Kent's stomach flipped.
Then the moment was over.
"Wasn't Wilde a massive poof, sir?!" Fitz supplied unhelpfully.
Chandler ducked his head, he rubbed at the bridge of his nose and sighed.
"Some," he began, his voice a lot stronger than his posture suggested, "cause happiness wherever they go; others whenever they go. But, to answer your question, he did have male lovers. He also had a wife, and in his younger years lived a fairly respectable life. However, he was part of the aesthetic movement. It was an intellectual and artistic movement. It emphasised the importance of aesthetics over other social and political themes.

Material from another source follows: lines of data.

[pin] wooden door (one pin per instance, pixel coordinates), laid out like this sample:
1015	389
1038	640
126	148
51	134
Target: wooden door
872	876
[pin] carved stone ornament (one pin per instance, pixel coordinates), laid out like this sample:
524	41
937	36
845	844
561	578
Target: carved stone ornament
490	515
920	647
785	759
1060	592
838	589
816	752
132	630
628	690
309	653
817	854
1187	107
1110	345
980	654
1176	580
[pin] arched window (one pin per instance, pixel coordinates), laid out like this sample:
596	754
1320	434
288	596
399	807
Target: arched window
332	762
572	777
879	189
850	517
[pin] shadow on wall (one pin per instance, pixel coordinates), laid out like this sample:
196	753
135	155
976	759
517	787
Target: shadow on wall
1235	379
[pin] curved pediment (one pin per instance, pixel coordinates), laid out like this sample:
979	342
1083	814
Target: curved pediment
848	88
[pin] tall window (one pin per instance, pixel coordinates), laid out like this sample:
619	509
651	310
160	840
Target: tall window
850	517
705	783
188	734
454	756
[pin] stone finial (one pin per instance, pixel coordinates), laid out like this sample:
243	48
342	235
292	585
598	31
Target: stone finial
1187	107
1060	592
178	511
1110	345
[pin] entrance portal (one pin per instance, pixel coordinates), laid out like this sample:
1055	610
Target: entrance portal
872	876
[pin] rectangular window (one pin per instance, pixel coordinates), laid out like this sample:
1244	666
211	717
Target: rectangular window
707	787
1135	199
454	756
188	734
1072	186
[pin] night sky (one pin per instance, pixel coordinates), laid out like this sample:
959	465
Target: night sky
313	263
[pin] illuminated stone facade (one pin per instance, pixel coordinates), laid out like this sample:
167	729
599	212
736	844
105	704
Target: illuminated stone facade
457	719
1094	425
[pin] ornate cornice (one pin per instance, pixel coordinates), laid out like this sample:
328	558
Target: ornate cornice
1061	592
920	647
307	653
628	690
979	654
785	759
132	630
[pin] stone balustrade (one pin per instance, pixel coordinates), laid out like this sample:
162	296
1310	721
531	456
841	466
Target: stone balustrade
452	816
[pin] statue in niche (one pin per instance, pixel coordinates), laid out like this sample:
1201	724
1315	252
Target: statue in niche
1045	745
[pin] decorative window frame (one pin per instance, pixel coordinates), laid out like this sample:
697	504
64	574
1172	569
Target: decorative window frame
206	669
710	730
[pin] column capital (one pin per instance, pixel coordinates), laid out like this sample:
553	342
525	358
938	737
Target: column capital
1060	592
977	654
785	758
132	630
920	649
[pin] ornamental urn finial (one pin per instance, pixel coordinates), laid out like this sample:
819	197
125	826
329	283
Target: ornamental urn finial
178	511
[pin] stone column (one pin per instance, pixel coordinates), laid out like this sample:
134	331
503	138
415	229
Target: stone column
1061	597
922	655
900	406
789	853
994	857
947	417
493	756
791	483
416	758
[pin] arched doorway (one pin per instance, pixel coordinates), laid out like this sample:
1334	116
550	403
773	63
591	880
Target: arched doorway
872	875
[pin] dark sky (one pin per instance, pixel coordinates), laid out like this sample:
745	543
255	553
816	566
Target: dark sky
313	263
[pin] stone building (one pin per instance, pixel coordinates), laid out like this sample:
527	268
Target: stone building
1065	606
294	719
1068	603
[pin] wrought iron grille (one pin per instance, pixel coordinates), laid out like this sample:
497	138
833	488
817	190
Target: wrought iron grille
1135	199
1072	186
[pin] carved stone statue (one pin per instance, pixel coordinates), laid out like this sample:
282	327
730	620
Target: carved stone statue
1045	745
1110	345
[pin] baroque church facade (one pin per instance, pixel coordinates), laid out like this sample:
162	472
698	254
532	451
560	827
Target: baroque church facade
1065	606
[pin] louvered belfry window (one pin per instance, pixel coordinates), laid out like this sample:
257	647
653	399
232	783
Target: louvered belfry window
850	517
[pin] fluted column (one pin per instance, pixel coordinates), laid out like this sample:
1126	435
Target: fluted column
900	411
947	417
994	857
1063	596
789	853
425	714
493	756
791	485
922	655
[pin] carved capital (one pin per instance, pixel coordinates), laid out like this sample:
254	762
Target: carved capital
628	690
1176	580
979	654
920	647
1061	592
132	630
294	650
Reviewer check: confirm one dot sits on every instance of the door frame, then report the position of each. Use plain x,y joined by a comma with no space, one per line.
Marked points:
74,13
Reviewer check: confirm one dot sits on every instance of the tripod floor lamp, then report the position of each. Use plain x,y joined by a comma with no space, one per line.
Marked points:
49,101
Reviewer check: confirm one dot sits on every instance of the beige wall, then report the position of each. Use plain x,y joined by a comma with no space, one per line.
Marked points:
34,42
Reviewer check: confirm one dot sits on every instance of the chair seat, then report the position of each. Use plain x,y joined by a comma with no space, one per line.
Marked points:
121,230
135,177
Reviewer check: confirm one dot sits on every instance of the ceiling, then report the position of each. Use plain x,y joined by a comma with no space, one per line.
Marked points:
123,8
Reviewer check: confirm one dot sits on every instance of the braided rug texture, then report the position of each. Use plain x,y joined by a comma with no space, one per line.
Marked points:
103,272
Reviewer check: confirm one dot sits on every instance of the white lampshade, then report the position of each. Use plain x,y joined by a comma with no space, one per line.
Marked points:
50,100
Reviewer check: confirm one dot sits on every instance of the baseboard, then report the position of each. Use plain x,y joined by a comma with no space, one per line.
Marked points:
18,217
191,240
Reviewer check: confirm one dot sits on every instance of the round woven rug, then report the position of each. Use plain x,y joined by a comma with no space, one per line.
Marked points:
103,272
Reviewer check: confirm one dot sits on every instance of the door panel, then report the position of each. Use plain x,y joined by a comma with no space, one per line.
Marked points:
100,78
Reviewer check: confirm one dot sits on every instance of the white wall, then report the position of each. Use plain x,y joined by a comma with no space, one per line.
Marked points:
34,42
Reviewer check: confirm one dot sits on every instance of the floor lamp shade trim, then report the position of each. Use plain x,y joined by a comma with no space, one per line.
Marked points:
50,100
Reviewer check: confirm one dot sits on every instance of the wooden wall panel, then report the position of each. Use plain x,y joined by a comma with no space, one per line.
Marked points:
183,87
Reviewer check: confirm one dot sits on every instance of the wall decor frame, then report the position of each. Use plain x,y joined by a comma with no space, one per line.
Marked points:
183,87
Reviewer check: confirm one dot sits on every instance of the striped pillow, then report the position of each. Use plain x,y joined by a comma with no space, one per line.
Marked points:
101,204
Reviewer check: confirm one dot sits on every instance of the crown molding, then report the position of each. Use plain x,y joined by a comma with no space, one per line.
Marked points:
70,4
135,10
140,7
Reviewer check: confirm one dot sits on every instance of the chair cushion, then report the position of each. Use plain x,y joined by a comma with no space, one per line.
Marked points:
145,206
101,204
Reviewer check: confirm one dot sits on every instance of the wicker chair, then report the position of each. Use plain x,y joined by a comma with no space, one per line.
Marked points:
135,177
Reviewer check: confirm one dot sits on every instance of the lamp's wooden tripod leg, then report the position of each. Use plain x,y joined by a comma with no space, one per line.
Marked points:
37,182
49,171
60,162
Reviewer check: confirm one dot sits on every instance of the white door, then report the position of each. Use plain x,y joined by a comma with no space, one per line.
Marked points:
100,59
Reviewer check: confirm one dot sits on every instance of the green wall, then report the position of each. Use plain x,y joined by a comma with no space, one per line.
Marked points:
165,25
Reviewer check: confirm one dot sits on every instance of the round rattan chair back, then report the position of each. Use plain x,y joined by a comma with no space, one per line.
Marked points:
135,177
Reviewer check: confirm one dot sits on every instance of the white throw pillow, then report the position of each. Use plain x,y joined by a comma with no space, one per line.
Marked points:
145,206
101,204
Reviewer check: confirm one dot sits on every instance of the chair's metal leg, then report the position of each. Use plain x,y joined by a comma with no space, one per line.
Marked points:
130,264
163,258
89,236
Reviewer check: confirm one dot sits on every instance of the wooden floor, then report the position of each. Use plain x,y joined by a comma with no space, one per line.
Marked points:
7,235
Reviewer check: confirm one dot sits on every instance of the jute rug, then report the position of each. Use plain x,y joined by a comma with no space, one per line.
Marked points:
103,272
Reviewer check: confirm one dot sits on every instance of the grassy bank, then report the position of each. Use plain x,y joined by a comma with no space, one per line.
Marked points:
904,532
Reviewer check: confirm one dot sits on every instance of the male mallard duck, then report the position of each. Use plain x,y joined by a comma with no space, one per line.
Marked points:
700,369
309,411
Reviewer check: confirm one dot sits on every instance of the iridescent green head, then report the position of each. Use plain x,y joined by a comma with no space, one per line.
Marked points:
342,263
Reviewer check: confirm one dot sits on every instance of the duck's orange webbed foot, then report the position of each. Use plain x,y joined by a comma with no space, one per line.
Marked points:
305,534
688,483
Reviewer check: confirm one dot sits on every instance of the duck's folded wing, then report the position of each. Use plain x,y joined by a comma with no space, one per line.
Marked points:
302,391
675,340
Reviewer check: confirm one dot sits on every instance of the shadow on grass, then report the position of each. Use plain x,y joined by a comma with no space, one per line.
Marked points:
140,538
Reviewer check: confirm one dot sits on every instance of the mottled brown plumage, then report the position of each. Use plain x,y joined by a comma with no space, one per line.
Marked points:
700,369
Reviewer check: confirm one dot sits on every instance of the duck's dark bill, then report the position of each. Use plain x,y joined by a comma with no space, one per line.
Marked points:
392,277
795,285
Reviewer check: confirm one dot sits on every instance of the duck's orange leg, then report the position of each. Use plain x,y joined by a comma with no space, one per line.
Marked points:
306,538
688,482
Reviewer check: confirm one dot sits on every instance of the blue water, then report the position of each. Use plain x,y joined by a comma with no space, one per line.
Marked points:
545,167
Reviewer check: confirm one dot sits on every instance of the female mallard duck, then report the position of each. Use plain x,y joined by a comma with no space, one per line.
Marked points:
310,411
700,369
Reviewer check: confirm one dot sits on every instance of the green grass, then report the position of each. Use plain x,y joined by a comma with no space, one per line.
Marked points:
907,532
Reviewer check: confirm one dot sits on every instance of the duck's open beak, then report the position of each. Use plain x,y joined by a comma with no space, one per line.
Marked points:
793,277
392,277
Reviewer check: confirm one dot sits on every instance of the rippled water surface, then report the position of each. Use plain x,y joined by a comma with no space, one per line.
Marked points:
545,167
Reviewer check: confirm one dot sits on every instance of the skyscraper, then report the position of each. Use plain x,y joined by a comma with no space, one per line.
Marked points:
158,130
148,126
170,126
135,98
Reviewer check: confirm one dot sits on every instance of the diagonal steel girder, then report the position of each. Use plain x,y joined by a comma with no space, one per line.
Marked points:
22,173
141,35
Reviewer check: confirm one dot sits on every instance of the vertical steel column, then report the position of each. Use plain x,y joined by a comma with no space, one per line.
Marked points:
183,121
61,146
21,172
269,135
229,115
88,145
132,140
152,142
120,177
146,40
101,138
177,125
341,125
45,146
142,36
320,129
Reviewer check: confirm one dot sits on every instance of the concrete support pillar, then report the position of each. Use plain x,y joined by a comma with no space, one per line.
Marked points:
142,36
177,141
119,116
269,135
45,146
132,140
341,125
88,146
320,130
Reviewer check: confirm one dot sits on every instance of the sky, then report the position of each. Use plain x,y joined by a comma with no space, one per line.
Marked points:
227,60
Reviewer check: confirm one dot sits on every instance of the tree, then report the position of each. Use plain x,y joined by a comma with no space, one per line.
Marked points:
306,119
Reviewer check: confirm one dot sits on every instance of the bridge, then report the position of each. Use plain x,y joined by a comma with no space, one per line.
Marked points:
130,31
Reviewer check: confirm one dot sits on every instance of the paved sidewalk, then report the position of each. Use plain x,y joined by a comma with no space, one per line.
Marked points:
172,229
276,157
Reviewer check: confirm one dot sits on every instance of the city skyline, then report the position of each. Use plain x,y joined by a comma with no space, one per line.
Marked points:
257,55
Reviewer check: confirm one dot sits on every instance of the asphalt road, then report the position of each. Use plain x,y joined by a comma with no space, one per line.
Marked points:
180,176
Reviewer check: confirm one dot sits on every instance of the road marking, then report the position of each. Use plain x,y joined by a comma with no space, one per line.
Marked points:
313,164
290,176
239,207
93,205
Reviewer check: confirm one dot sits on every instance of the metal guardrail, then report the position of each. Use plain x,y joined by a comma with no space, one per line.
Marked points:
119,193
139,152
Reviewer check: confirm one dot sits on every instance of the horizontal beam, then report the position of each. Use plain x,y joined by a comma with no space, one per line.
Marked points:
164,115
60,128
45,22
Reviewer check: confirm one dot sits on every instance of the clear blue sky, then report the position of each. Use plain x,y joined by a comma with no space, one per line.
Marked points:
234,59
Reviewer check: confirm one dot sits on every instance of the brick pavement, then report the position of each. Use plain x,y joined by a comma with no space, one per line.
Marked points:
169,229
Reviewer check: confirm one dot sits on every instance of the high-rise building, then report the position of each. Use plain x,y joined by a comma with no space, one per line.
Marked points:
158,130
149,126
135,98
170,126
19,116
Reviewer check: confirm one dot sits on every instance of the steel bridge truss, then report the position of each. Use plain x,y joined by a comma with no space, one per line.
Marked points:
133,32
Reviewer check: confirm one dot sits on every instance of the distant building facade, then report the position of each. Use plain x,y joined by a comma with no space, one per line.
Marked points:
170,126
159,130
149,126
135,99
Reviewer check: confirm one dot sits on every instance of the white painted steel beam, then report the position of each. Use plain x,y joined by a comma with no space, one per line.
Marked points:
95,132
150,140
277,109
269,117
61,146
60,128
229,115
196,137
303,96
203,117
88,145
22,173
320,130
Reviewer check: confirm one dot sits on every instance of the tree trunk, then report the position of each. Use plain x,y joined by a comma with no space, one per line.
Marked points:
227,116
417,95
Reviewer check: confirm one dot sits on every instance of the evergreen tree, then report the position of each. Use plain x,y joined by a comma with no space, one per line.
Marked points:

In other words, he and his fellow aesthetes put beauty over politics.” He fiddled with a pile of papers, shuffling through them until he looked up and caught Kent's eye.
“Kent, could you hand these out to the class please?”
Kent rose slowly, wondering what the hell he'd done to deserve this. Mr. Chandler was so handsome, couldn't he just let Kent and his alarmingly instant crush melt quietly into the background? Kent looked uncertainly at Mansell only to see his friend waggling his eyebrows furiously.
No bloody help, as per fucking usual, he thought.
He tried not to think about brushing against chandler's long fingers as he took the sheaf of papers, tried not to let the whirlwind thoughts take a hold in his head and he just wished his knees would work.
Sometimes it really sucked to be seventeen.